Benim Fenerbahçe’deki ikinci yılım olan 1988-89’da Oğuz, Turhan ve
Serdar’la birlikte sarı-lacivertli kulübe transfer oldu. Bir Anadolu
takımından 4 oyuncu birden alınması soru işaretiydi, fakat 4’ü de
iyi oyuncuydu ve Fenerbahçe’de çok iyi işler yaptılar.
Aykut Kocaman
asker olduğu için sezon başında takımla idmanlara katılamamıştı. Fikstür
çekildi ve ilk maçımızı Rizespor ile deplasmanda oynadık. Golsüz biten
ilk yarı sonunda Veselinoviç, Aykut’u oyuna aldı. Kendisiyle ilk kez bu
karşılaşmada yan yana oynadık. Aykut Kocaman ikinci yarıda dört müthiş
gol attı ve maçı 5-0 kazandık. Aykut Kocaman, 1988-89’da muazzam bir sezon
geçirdi ve Gol Kralı oldu. Fenerbahçe formasıyla sonraki senelerde de
başarılı sezonlar geçirdi.
Bunlar oyunculuk kısmı. Gelelim
hocalığına...
Teknik adamlığa İstanbulspor’da başladı. İlk
deneyiminde iyi sezonlar geçirdi. Sonra Anadolu’ya çıktı Ankaraspor,
Konyaspor ve Malatayspor’da çalıştı. Çalıştırdığı tüm takımlara en
önemli özelliği olarak hem içeride hem dışarıda pozitif futbol
oynattı. Şu anda dünyanın en iyisi denilen Barcelona ve İspanya gibi bol
pas yapan, topa sahip olan anlayışı benimsedi ve bu konuda önemli
mesafe aldı.
Polemiklere hiç girmedi
Fenerbahçeliler şimdiye kadar Aykut
hocayı her gördükleri yerde, “Geç Fenerbahçe’nin başına” dediler.

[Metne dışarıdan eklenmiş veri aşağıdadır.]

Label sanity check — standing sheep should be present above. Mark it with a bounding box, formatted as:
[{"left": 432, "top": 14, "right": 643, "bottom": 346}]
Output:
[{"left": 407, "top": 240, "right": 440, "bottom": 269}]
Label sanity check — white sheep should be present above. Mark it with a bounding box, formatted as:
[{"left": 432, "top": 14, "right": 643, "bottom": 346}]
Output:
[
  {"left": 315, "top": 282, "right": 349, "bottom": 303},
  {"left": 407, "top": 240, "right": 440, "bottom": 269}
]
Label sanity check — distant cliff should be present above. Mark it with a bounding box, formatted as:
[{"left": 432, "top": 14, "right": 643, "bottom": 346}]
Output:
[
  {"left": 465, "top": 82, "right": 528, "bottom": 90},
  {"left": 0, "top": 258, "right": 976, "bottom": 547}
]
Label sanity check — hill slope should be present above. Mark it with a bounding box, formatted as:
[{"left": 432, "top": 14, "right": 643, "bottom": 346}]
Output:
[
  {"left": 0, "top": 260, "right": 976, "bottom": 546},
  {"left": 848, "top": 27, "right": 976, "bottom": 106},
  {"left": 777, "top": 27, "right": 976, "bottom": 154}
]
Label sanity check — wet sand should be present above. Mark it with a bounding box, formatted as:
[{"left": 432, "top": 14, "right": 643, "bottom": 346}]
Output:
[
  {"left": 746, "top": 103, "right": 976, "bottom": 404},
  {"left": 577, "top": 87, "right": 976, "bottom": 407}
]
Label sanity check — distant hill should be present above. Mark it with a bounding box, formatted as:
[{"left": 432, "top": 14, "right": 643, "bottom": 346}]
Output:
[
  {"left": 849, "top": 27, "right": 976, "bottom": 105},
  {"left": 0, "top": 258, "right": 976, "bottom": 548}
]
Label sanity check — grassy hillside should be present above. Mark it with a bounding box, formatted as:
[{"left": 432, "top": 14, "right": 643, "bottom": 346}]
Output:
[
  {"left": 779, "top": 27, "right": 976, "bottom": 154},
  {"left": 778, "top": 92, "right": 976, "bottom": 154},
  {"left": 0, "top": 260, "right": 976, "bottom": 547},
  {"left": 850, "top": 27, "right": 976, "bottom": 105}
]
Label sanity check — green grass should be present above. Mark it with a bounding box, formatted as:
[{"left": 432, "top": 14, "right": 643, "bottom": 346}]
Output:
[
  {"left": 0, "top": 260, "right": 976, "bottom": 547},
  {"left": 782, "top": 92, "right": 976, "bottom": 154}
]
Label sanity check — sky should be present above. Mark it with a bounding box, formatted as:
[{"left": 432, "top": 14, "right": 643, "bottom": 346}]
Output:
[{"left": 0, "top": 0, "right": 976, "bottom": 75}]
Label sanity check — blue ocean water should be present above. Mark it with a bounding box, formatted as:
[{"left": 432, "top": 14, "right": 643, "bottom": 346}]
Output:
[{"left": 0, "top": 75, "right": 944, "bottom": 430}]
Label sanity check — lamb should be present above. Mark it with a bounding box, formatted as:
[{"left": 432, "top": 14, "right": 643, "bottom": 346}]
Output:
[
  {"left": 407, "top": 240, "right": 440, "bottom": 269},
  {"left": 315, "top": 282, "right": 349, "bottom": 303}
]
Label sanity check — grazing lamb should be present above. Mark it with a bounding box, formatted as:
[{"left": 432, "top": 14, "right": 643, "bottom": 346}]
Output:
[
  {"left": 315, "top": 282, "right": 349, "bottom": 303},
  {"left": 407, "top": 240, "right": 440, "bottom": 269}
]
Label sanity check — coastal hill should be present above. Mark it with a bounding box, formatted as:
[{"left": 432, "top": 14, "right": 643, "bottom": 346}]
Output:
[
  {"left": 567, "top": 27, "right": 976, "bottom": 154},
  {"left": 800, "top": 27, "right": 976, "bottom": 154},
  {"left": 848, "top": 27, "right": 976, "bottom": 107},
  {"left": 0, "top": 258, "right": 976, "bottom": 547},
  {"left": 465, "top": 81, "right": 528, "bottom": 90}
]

Fenerbahçe için ismi hep geçti, ama o geçen sezonun başında sportif
direktör olarak kulübe geldi. Bir sezon boyunca arka planda kaldı.

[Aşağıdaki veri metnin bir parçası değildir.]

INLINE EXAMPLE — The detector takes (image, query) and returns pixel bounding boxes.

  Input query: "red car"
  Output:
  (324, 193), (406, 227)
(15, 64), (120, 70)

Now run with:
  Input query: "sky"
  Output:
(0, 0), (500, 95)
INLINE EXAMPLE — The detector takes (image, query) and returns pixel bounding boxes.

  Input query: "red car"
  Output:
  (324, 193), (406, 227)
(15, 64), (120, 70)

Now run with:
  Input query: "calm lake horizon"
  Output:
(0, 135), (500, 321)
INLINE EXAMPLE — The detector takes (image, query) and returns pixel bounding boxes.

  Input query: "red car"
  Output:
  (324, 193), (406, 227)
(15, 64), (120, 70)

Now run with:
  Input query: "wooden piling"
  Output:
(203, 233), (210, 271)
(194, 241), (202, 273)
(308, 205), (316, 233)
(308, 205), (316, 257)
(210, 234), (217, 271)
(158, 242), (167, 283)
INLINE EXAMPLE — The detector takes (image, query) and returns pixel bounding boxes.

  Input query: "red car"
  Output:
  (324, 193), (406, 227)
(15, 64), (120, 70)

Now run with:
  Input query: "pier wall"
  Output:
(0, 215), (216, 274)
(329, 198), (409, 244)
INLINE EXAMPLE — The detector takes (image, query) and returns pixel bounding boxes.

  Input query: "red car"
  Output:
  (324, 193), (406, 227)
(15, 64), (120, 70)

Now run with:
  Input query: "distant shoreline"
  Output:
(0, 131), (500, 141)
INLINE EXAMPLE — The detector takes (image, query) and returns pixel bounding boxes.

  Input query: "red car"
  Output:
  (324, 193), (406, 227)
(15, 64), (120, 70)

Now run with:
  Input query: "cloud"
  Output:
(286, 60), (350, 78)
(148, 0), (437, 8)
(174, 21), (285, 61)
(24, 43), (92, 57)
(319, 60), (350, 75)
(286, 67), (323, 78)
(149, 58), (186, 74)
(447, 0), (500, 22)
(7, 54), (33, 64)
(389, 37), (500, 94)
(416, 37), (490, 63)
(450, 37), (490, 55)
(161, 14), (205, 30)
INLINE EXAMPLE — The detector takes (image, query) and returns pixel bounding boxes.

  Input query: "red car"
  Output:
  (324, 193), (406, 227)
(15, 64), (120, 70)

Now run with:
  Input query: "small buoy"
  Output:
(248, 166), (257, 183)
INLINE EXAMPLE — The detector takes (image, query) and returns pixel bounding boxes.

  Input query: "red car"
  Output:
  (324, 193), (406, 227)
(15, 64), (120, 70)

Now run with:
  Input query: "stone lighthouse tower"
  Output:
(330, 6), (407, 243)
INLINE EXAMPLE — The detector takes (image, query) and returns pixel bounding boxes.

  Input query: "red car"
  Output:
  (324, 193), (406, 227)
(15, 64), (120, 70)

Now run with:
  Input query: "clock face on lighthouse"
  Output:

Polemiklerin içine hiç girmedi.
Sezon başındaki 8 haftalık periyotta
ve sezon sonundaki 10 haftalık başarılı süreçte takımla çok iyi
diyaloğu olmasına rağmen Kocaman’ı hiç görmedik. Onu aradaki 15 maçta,
yani işler kötü giderken izleyebildik ekranlarda. Bir bakıma takım kötü
giderken kendisini gösterdi ve Samandıra’ya sahip çıktı.
Futbolculuk
yıllarında çok önemli teknik adamlarla çalıştı. İlk aklıma gelenler
Hiddink, Parreira, Osieck ve Milli Takım’da Fatih Terim birinci avantajı
oldu. Daha sonra İstanbulspor ve Anadolu’daki çalışmaları da Kocaman’a
büyük tecrübe kazandırdı (Teknik adamlar için en sağlıklı bilgileri
oyuncular ve yöneticiler verir. Herkes Kocaman’ın teknik bilgisinden
olumlu söz ediyor).
Bir yıllık sportif direktörlük süreci, zaten iyi
tanıdığı camiayı daha da yakından tanımasını sağladı. Hem yöneticileri
hem de oyuncuları bütün yönleriyle anladı. Bu büyük bir avantaj tabii.
Daum kaosundaki duruşuyla da ne kadar profesyonel olduğunu, her şeyden
önemlisi Fenerbahçeli olduğunu gösterdi.
Gurur duyuyorum
Fenerbahçe’de
futbol oynayan daha sonra antrenörlük yapmaya başlayan herkesin hedefi
bir gün bu takımda teknik direktörlük yapmaktır. Kocaman sportif
direktörlüğü boyunca hiçbir zaman kulübünü, taraftarı, oyuncuları zor
duruma düşürecek bir davranışta bulunmadı. Bunun neticesinde hak ettiği
Fenerbahçe’nin teknik direktörlüğü kendisine verildi.
Aykut
Kocaman’ın Fenerbahçe’de başarılı olacağına kesinlikle inanıyorum.
Ayrıca camianın hayal ettiği şekilde uzun yıllar Fenerbahçe’nin teknik
patronu olarak görev yapmasını diliyorum.
Aykut Kocaman nasıl bir
insan mı? Taa geçmişe dönersek, kendisine çok doğru bir soyadı
bulmuşlar. Annesi ve babası da geleceği görüp, armağan, uğurlu ay
anlamına gelen Aykut’u koymuş. Pırıl pırıl bir insan. Aykut Kocaman gibi
bir arkadaşım olduğu için gururluyum. Ama beni zor günler bekliyor.